HLT: With that in mind, do you expect any backlash?

Chen: If we see backlash, it’s more likely going to involve the first executive order. Its reference to school sports has already been seized on by some portions of the far-right media to fearmonger around the idea that this is the destruction and end to women in sports. In fact, on the international and the national level, entities like the International Olympic Committee, and the NCAA [National Collegiate Athletic Association] have had a policy of allowing transgender female athletes to compete with women when they meet certain medical thresholds for at least half a decade. And so, although this issue is now starting to hit the public consciousness, transgender women athletes have been competing at the national and international levels for a number of years, and they have done so without “the destruction of women’s sports.”

I think there will be a lot of implementation details that need to occur. There are some complicated policy questions. But at the same time, a lot of the backlash in the sports context, reminds me of the backlash in the context of transgender people using restrooms. A lot of people are initially concerned because they don’t know very much about the issue, and they don’t have a very good understanding of the effect of medical treatment on transgender people in terms of how transgender people present themselves in real life. So, although it is a contentious issue, I’m optimistic over time that a lot of the fear and the concern will dissipate, as they see that we can craft policies that are fair and equitable, and that allow for people to equally participate in sports, regardless of whether they are cisgender or transgender.

HLT: How do these orders impact the legal work that you and the clinic might pursue?

Chen: Having been able to put some of those controversies to rest enables us to look forward and have more of an affirmative agenda. It frees up resources for the battles where state legislatures are trying to restrict rights, especially targeting transgender youth. But I think that we can look beyond that to think about, what are the other ways that LGBTQ Americans continue to suffer disproportionately to other types of Americans?

The way I like to of describe this is that the LGBTQ civil rights movement is moving from being a first-generation civil rights movement into a second-generation civil rights movement. And what I mean by that is that a first-generation civil rights movement is really focused on even just getting those protections on the books, getting the law to recognize that we shouldn’t be discriminated against. And that is a huge victory. Effectively, what it means is that, for example, in the case of Bostock, we are now considered to have the same rights under the 1964 Civil Rights Act as other Americans. But I will also note that those protections have been in place for other categories since 1964, and yet we still have this huge amount of discrimination, especially against Black and brown Americans. And that is a really systemic problem in our society that we really started to recognize and grapple with more over recent years, especially over the course of 2020. And what we’re recognizing is that equality on paper is one thing, and it’s very important, but then equality when it comes to what people are actually experiencing day to day on the ground is another thing.

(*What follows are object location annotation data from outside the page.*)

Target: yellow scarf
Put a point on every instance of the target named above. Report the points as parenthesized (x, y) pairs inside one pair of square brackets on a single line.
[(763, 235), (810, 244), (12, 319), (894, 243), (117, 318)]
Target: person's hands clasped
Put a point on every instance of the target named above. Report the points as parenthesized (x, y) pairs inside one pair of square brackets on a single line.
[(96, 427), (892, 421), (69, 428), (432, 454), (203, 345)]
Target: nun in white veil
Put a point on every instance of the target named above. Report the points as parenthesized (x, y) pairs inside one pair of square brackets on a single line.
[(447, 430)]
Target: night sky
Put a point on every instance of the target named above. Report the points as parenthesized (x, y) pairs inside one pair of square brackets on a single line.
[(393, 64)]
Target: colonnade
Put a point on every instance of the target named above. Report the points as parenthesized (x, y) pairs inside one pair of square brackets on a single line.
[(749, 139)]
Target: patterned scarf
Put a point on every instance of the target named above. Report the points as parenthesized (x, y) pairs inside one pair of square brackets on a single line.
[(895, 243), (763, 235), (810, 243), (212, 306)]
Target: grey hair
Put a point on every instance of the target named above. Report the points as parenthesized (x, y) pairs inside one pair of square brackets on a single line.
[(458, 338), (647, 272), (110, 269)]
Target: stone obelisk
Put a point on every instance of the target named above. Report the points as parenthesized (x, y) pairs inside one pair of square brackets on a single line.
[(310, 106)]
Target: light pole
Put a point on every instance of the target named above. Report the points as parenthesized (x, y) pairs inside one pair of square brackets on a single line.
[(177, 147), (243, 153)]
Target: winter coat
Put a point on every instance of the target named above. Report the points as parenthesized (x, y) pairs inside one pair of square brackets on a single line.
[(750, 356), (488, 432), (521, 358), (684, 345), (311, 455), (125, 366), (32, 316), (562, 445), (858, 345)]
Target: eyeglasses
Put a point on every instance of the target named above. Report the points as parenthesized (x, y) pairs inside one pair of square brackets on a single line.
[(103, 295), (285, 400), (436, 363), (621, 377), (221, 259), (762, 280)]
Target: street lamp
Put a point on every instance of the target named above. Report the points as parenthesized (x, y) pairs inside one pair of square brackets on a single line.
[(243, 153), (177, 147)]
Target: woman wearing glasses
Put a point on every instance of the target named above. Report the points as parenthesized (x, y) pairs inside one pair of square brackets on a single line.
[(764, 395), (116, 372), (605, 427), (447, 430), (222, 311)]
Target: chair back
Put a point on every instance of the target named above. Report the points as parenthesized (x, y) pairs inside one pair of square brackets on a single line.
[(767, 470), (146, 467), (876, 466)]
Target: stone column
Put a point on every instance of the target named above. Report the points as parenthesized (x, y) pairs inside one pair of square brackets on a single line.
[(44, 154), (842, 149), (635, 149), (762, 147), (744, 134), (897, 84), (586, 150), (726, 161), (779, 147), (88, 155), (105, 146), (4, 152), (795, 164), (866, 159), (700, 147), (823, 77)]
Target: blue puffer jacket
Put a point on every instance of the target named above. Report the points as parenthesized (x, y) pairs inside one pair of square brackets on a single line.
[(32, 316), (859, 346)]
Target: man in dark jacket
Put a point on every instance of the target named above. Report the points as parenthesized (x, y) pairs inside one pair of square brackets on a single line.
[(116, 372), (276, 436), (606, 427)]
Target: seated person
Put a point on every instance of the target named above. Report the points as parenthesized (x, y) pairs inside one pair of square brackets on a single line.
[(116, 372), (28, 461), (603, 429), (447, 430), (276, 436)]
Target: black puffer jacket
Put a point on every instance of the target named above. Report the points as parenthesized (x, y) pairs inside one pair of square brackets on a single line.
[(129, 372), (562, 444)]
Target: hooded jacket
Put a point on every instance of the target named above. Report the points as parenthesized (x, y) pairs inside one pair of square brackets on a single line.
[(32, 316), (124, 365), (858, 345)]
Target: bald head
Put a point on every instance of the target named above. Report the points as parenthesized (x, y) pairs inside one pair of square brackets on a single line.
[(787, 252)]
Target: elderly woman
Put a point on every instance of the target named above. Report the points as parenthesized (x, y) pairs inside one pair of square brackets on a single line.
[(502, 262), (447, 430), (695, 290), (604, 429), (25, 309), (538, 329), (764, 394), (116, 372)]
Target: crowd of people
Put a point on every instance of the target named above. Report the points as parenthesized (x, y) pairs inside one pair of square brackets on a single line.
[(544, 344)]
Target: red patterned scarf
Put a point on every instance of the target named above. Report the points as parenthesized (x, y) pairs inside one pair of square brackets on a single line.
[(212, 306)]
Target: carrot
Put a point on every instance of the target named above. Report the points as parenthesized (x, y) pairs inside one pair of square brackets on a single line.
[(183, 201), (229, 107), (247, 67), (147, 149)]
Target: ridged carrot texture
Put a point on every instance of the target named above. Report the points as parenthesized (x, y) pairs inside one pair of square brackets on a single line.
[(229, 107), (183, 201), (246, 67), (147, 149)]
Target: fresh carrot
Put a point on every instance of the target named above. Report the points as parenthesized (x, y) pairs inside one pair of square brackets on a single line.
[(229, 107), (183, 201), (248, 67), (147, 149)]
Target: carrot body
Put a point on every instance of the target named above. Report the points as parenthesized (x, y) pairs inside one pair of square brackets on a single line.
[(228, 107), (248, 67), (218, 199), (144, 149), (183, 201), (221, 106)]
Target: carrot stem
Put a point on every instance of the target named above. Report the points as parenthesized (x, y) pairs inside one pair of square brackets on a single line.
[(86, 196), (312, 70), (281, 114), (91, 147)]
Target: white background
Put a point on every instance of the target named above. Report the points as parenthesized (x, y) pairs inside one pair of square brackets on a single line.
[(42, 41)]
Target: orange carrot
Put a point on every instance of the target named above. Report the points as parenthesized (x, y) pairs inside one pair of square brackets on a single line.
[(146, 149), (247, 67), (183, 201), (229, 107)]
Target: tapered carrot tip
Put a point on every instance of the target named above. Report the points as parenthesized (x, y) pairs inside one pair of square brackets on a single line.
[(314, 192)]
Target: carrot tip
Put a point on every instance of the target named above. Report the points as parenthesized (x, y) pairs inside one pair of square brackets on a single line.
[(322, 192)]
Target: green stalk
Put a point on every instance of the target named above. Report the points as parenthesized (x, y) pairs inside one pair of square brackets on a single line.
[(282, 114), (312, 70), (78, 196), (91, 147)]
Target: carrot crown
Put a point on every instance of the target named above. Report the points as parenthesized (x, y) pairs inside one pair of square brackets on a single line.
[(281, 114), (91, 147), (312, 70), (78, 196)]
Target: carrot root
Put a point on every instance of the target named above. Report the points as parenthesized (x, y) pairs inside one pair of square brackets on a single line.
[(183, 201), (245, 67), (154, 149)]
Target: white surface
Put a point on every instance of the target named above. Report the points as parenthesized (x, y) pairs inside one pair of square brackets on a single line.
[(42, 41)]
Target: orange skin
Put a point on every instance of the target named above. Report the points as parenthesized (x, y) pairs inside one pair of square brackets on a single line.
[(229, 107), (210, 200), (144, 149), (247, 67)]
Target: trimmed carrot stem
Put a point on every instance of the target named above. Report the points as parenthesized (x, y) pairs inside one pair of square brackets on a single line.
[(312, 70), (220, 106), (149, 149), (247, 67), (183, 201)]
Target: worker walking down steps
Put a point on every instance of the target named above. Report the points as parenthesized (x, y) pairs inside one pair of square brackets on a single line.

And so, I think what we are going to see over the next four or five years is a focus on the ways in which there are systemic discrimination against LGBTQ people, and especially LGBTQ people who are also part of our other marginalized groups. You can see it in the rates of homelessness, of poverty, of underemployment, of violence, and of suicidality across the population. We need to think about how we can make legal guarantees real for people, and we need to educate people so that they have these protections. Of course, we should celebrate these executive orders and that there is this formal recognition from the federal government that we don’t discriminate as a societal value. But making that real is the task for the foreseeable future.

This interview has been edited for length.